I have a directory that contains subdirectories, and each of those contains a good number of files. Each such directory contains at least 100k total files within its subdirectories, with each subdirectory directly containing about 150 files each. I want to show the total count of files within the directory, including all its subdirectories' file counts. While I can do this by using the .NET APIs in System.IO
, is there a better way?
Using just .NET's standard library, the fastest option is
int count = Directory.EnumerateFiles(...).Count();
However, there's other posts asking about listing directories and subdirectories fast, and through research I came up with a faster implementation, in this repository (NuGet).
DISCLAIMER: The author of the linked repository is myself. As also mentioned in the README, the code was taken by this post, and the package is being released under the CPOL license as was the original code of the post's author, wilsone8. I have only tested this in local drives. The author of the original post mentioned using their approach for files over network, and the final code uses the same APIs for enumerating the files, so there's high chance this works for network files too.

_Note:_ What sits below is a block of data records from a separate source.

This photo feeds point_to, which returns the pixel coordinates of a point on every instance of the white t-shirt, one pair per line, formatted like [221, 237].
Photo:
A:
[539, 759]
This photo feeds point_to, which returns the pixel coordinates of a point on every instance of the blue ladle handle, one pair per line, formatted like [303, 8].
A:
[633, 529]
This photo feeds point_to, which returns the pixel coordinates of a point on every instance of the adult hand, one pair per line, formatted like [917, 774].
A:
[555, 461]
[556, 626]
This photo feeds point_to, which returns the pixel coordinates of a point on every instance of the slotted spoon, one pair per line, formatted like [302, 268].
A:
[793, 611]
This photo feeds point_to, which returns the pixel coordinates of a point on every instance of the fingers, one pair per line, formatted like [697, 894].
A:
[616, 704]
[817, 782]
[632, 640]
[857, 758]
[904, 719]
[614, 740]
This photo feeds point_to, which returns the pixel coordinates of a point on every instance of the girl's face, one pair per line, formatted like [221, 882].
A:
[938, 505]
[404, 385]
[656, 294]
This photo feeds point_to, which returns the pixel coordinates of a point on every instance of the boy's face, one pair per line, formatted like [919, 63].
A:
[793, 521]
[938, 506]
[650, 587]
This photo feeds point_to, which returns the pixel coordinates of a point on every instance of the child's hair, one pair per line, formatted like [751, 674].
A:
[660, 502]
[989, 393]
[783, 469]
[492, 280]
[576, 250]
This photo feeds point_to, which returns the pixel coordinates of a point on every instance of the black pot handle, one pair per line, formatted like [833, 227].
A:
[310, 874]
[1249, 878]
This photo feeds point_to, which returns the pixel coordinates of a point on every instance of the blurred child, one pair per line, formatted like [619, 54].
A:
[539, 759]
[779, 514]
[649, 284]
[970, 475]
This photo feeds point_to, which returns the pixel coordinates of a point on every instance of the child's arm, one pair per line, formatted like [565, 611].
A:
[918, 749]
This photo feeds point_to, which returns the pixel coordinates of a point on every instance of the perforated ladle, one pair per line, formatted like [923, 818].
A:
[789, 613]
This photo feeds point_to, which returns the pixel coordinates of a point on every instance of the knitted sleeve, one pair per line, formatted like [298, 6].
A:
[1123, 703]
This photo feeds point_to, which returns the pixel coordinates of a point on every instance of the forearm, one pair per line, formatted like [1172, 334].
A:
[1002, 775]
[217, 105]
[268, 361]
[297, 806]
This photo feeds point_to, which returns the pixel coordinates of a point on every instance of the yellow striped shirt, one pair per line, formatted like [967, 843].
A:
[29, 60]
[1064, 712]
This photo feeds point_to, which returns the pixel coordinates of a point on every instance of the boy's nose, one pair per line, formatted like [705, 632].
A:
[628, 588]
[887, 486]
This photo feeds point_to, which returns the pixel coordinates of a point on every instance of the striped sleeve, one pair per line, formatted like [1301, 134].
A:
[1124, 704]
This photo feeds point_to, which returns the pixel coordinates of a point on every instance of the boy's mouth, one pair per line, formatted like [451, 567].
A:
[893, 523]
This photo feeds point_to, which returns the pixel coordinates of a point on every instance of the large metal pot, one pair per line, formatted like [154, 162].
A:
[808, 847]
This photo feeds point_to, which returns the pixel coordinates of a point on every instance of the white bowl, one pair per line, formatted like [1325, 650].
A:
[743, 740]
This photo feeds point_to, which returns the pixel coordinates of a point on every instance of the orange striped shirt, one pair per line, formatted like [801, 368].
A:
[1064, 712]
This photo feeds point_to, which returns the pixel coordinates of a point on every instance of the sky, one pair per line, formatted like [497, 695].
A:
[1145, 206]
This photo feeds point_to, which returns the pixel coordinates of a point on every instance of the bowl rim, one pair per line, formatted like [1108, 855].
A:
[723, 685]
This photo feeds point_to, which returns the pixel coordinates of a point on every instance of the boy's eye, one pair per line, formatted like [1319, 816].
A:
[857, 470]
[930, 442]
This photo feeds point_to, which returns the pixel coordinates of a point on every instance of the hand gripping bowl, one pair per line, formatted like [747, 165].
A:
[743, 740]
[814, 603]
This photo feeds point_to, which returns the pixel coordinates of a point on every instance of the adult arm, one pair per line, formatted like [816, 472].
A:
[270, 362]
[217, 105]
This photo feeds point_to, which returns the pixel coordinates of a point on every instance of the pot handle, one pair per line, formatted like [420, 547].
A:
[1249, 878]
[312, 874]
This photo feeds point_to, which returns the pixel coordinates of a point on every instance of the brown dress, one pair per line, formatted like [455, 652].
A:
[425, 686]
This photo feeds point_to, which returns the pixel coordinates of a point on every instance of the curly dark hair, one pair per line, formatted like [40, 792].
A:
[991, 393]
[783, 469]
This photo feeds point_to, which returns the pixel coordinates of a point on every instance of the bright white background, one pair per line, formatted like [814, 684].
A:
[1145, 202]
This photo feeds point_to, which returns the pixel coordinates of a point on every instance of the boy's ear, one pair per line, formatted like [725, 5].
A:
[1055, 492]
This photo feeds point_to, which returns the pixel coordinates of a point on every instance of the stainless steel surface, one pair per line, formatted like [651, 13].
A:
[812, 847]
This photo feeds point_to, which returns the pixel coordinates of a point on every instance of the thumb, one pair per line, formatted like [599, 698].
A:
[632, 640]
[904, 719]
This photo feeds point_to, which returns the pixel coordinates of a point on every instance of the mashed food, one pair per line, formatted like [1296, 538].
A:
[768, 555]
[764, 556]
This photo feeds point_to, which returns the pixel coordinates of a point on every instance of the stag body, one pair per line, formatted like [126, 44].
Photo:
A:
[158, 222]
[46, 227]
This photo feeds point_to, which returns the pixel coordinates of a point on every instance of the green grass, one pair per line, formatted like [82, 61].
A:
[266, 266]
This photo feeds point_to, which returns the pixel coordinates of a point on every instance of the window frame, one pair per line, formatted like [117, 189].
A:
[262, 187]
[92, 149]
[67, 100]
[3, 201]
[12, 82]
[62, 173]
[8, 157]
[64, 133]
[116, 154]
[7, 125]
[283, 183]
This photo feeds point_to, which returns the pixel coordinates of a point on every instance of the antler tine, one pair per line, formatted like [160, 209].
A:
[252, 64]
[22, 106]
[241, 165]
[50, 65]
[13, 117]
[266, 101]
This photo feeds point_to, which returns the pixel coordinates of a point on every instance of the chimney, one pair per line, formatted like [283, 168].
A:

The package provides a method to get the file count, which you can use like so:
// ensure the using:
using FastDiskIO;
var count = FastDirectoryEnumeration.GetFileCount(
"dir/path/",
searchOption: SearchOption.AllDirectories);
Example for 300k files spread within 300 subdirectories:
Method | Mean | Ratio | Allocated | Alloc Ratio |
---|---|---|---|---|
GetFileCount | 111.1 ms | 0.95 | 99.25 KB | 0.004 |
Directory_EnumerateFiles | 116.6 ms | 1.00 | 25741.13 KB | 1.000 |
The allocations are avoided by reusing the same struct when invoking the Windows APIs, and only allocating strings that are required for calculating the path of the subdirectories to iterate next.
And for the above example, it seems that we have hit the API/IO bottleneck, so it can probably be barely improved. The major impact is the allocation reduction though, which is huge for much denser and more packed directories.